La libertà di critica in democrazia deve essere totale, dalla stampa alla politica e dalla politica alla stampa, purché ovviamente il potere non inibisca l’indipendenza dei media.
“La Repubblica” attacca la Premier sulle privatizzazioni, Giorgia Meloni, ospite da Porro a Rete4, contrattacca prendendosela con le scelte nel campo dell’auto fatte dall’editore del giornale, e la polemica più che sul merito come al solito in Italia finisce sul metodo. O meglio su un tema che sostanzialmente accompagna da subito questa legislatura, ovvero le condizioni di possibilità della democrazia.
Le opposizioni, politiche e culturali, al governo ritenuto di destra-centro, sostengono de iure e de facto che la cornice valoriale fondante della “Repubblica” venga messa in discussione ogni giorno e in sostanza a livello programmatico vedi il premierato, ma soprattutto nella presunta allergia verso il giornalismo libero e guardiano del potere, mutuando uno slogan celebre del mondo anglosassone. Facciamo allora un po’ di chiarezza. La democrazia da noi non è affatto in pericolo tanto è vero che ognuno ogni giorno dice quello che gli pare, compresi giornali e tv.
“La Repubblica” picchia sul governo tutti i giorni, ha messo anche anche decine di giornalisti a lavorare in modo specialistico su premier, famiglia, radici, rapporti presenti, passati e futuri, ogni cosa al setaccio per trovare illegalità o prove di fascismo conclamato. Liberissima di farlo, la linea editoriale la fa il Direttore, non da solo come vorrebbero i puristi, ma tenendo sempre conto almeno nelle cose fondamentali dell’editore, ovvero la proprietà, ovvero chi paga impresa e stipendi.
Sono stato 32 anni in Fininvest e Mediaset, ho avuto Silvio Berlusconi come editore diretto fino al 1994, poi un’azienda quotata in borsa con la famiglia di Arcore in posizione dominante. Sono stato libero , molto libero, ma con dei riferimenti realistici alla proprietà, mai invadente, ma neanche totalmente assente. Chi non ammette queste cose, vive nel paese dei balocchi. Allora per tornare al punto, Repubblica e il suo editore fanno quello che vogliono, ma poi non possono certo pensare di ricevere dal potere che criticano una carezza la sera sulla testa modello Papa Giovanni XXIII.

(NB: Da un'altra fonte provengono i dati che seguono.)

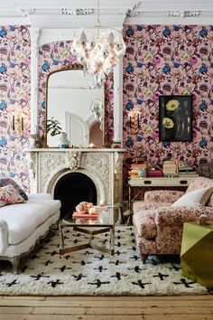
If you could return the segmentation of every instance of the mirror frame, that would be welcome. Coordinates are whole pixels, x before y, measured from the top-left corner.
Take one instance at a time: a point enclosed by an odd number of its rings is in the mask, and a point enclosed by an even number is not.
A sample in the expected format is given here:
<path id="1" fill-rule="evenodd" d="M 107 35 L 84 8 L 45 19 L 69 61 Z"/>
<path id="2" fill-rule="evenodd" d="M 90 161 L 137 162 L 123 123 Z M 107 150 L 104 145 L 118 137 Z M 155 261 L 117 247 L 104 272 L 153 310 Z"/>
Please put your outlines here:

E poi anche qui, la Meloni è la prima che si arrabbia con chi la punzecchia in questo paese? Suvvia…. Per me democrazia è libertà di critica totale, senza certo che il Potere dei partiti e dei leader intimorisca chi non ritiene allineato. Del resto fra conferenza di inizio anno e Question time alla camera, non mi sembra che Giorgia Meloni si sia sottratta alle domande, anche giustamente scomode, dei colleghi, o alle critiche anche molto dure di Schlein e Conte.
Insomma, come direbbe Humphrey Bogarth, è la democrazia bellezza. Quando ci piace e anche quando ci piace meno.